Dr. Paradise glances at her body. “Well, you are obviously here for a reason. Why don’t you tell me why you think you eat so much?”
Shelby Grace shrugged. She looked all around his impeccable office, and then back to him, the small man in the chair. She thought it was all very weird. She was uncomfortable. “I think I eat so much because I’m trying to fill a void in my life.”
“Okay. Describe this void you’re talking about.”
“I’m not married, obviously. Why would anyone want to marry me? I don’t have a boyfriend.”
“Do you have any close friends or family in your life?”
“My family all live in Alabama. We don’t see each other much. But there’s my good friend Jennifer. We work together at the hospital. We’re always cutting up and laughing. She’s so much fun.”
Dr. Paradise smiles and nods his head. “Okay. So, you’re working.
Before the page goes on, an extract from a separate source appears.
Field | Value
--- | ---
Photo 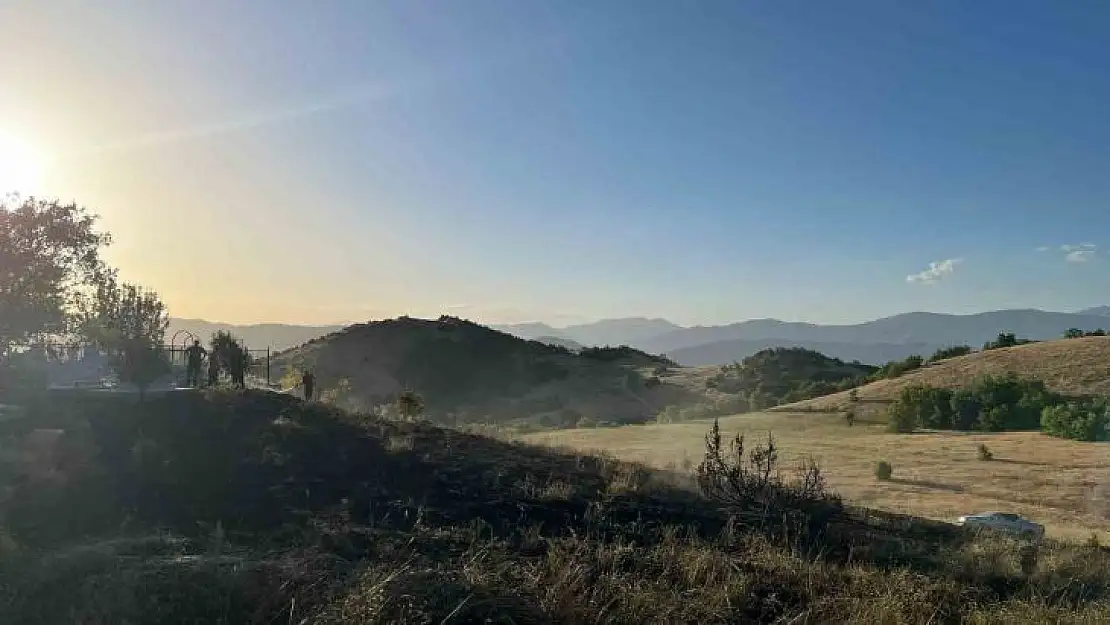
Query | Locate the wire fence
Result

You have a good friend at work. Those are two very positive things in your life. And those are the things I really want you to focus on. Look away from the food, and look at the good things in your life… What else.”
“I have a nice little apartment where I live with my dog Testicles.”
“Wait a minute,” Dr. Paradise says, holding up a small hand. He smiles out loud. “You have a dog named Testicles?”
“Yes.”
“Okay, well. Obviously you are able to support yourself and maintain a home and care for a pet. Those are three more positive things. But the name of the dog.” He laughs. “You should probably change that.”
“I don’t want to.”
“Fair enough.”
“Are we almost done?”
“Sure. But my homework for you is to keep a running list of all the good things about your life. I want you to hang it up somewhere and every time you are down and want to reach for some junk food, look at the list. Tell yourself you are worth it, tell yourself you are better than having a rear end the size of a dumpster.”
Shelby Grace stood up as he did, and they shook hands. His hand felt so tiny in hers. It gave her the timber shivers. “It was good meeting you, Shelby Grace.”
“You too, Dr. Paradise. Thank you for the five-minute therapy session that will end up costing me 400 dollars.”